Arbitration is the process through which a disagreed problem is brought if front of experts or experienced entity that work as arbitrators to resolute the problem and make decision about the dispute which is known as award. The judicial process is described in the following:
FILING AND INITIATION
Arbitration starts when one of the conflicting parties submits their demand for the arbitration and another party is informed about that. A date is then fixed for their answer.
Both the conflicting parties then select arbitrator by them. Then the third arbitrator is determined by both the nominated arbitrator by the parties.
As a first step the arbitrators start a preliminary hearing with both the parties to dicuss about the dispute and also about the witness.
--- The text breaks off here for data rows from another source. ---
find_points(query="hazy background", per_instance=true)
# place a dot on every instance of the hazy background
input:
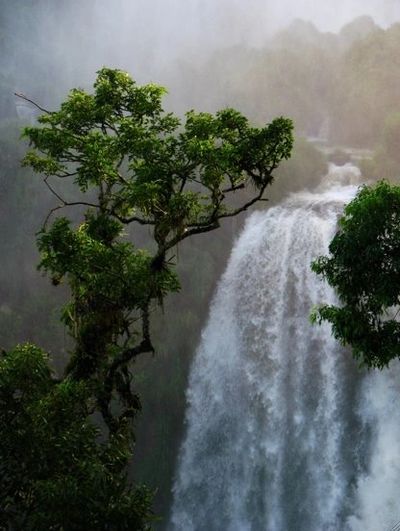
(338, 83)
(54, 44)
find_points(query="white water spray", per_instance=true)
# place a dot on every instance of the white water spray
(283, 432)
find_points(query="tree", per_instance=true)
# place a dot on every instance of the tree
(131, 164)
(54, 473)
(364, 268)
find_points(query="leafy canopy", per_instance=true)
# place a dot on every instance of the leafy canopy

INFORMATION EXCHANGE AND PREPARATION
Then both the disagreed parties start to exchange their information and prepare for the witness presentation.
In the hearing both the parties come up with their witnesses and submit their speech in front of the arbitrator.
POST HEARING SUBMISSION
When the preliminary hearing is finished both the parties submit additional information if the previous information does not work for them.
Finally the arbitrators come up to an end after hearing both the parties with their witnesses, speech etc. The final decision is made that must be accepted by both the conflicting parties which is known as award.
ARBITRATION LAW IN BANGLADESH
Arbitration has always been a popular type of dispute resolution in Bangladesh and traditionally the rural community mass would determine their village proceedings within their area in an informal manner. “The Arbitration (Protocol and Convention) Act 1937” and the “Arbitration Act 1940” approved by the United Kingdom congress enclosed the officially authorized structure for arbitrations throughout the times of the British India and sustained at the time of separation of Pakistan and India in 1947 in those countries and in Bangladesh at the time of its independence in 1971.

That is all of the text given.